The country’s milk import bill rose by nearly 14.3 percent to a record $1.13 billion as traders increased their purchases of dairy products to meet growing local demand.
The latest data from the National Dairy Authority (NDA) showed that the total value of dairy products imported last year reached $1.129 billion, $141.44 million over the $807.72 million recorded in 2018.
This is the first time that the country’s milk import bill breached the $1-billion mark.
Also, total volume of milk imports in 2018 reached a record-high of 2.969 million metric tons (MMT) in liquid milk equivalent (LME), slightly higher than the 2.939 MMT-LME in 2018, NDA data showed.
The average import cost of milk products during the reference period was pegged at $0.38 per liter (P19.7 per liter), higher than the $0.34 per liter quotation (P17.70 per liter) in 2018, according to NDA data.
NDA data also showed that the average unit cost of imported milk went up as the price of evaporated milk jumped to $1.50 per liter, from $0.28 per liter in 2018. Quotations for other milk products, including skim milk and whole milk, were also higher last year.
New Zealand remained as the country’s top import source for milk products, accounting for 36.6 percent of the Philippines’s import bill, followed by the United States.
New Zealand’s total milk exports to the Philippines last year expanded by 10.52 percent to $413.32 million, from $373.97 million in 2018. Volume of shipment grew by 3.21 percent to 750,090 MT-LME from 726,730 MT-LME.
The country’s milk import bill from the US rose by 8.55 percent to $226.89 million, from $209.01 million while shipments in terms of volume fell by an annualized 13 percent.
In its Dairy Market Review report, the United Nations’ Food and Agriculture Organization (FAO) said world dairy prices in 2019 were higher due to tight global supply.
FAO said its Dairy Price Index in 2019 grew to a two-year high of 198.7 points, indicating the increase in global milk and dairy prices.
The Philippines virtually imports all its milk requirements, as local production remains miniscule compared to the country’s huge demand.

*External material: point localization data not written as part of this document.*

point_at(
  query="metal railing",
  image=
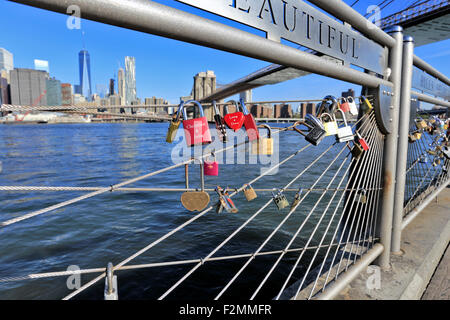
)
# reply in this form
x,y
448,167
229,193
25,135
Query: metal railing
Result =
x,y
354,217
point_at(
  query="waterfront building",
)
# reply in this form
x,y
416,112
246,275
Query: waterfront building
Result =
x,y
6,60
111,87
121,85
4,91
85,87
130,80
54,94
66,94
28,87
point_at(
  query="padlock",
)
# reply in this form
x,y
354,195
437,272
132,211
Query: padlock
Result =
x,y
249,123
196,130
330,126
316,133
225,201
412,138
236,119
211,168
280,199
249,193
329,105
352,106
436,162
446,152
362,142
173,127
357,151
418,135
344,105
263,145
345,133
195,200
220,124
421,124
313,121
297,199
365,104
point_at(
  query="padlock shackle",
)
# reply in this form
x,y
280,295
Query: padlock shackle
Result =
x,y
232,102
301,122
313,121
329,116
343,116
244,107
268,128
183,106
334,105
216,108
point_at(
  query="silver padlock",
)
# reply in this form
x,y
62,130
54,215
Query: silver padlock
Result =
x,y
345,133
280,199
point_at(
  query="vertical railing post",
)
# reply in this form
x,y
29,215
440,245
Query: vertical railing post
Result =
x,y
390,152
402,150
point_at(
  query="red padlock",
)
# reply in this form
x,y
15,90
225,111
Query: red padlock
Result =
x,y
211,168
363,142
249,123
345,106
196,130
236,119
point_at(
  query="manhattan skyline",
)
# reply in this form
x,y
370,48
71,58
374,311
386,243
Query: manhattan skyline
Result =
x,y
164,67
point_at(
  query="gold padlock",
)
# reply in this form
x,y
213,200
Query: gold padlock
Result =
x,y
331,127
263,145
365,104
421,124
249,193
173,128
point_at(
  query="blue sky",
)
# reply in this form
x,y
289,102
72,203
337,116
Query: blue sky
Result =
x,y
164,67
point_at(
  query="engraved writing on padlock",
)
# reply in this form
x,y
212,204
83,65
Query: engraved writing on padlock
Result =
x,y
365,104
297,199
263,145
173,127
330,125
352,106
249,123
236,119
249,193
344,105
357,151
280,199
220,124
344,133
196,130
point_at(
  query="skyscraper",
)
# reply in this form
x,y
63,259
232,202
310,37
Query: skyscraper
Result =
x,y
130,80
29,87
85,74
54,94
41,65
121,85
6,60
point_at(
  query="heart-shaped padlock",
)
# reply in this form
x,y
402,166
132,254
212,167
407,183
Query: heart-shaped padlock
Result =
x,y
236,119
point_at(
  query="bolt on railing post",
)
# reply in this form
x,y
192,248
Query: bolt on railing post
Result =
x,y
390,152
402,150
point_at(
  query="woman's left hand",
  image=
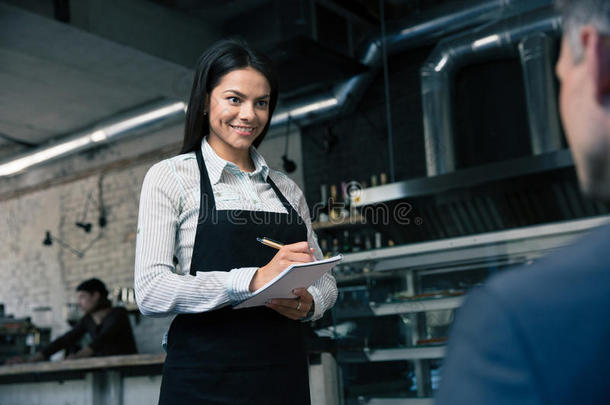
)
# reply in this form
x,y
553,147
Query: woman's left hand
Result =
x,y
293,308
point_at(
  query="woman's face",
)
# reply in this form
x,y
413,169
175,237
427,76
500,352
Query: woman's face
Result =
x,y
238,109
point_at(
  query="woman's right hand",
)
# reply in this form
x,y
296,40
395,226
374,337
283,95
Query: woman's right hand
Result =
x,y
295,253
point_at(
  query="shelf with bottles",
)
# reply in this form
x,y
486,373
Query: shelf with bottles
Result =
x,y
394,381
394,401
336,208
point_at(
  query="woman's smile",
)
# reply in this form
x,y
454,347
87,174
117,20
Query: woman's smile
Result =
x,y
238,112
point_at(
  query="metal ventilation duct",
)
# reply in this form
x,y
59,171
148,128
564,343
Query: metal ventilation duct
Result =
x,y
425,29
496,40
409,34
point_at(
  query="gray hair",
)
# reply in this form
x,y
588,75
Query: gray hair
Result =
x,y
578,13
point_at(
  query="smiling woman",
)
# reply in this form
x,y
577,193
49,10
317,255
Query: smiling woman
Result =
x,y
207,206
238,110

In January, the Department of Agriculture (DA) said it will seek more funds from Congress for its new dairy road map which details strategies to improve local milk production.
The DA also said it would encourage the private sector, local government units and other concerned agencies to invest in the local dairy industry.
In particular, the DA said the Philippine Carabao Center and the NDA would ”massively improve the genetics of dairy buffaloes and cattle to produce 7 liters and 18 liters, respectively.”
The DA said the country’s milk output last year grew by 5.4 percent to 23.69 million liters. However, Agriculture Secretary William D. Dar said this volume is not enough to meet the demand of Filipinos for dairy products.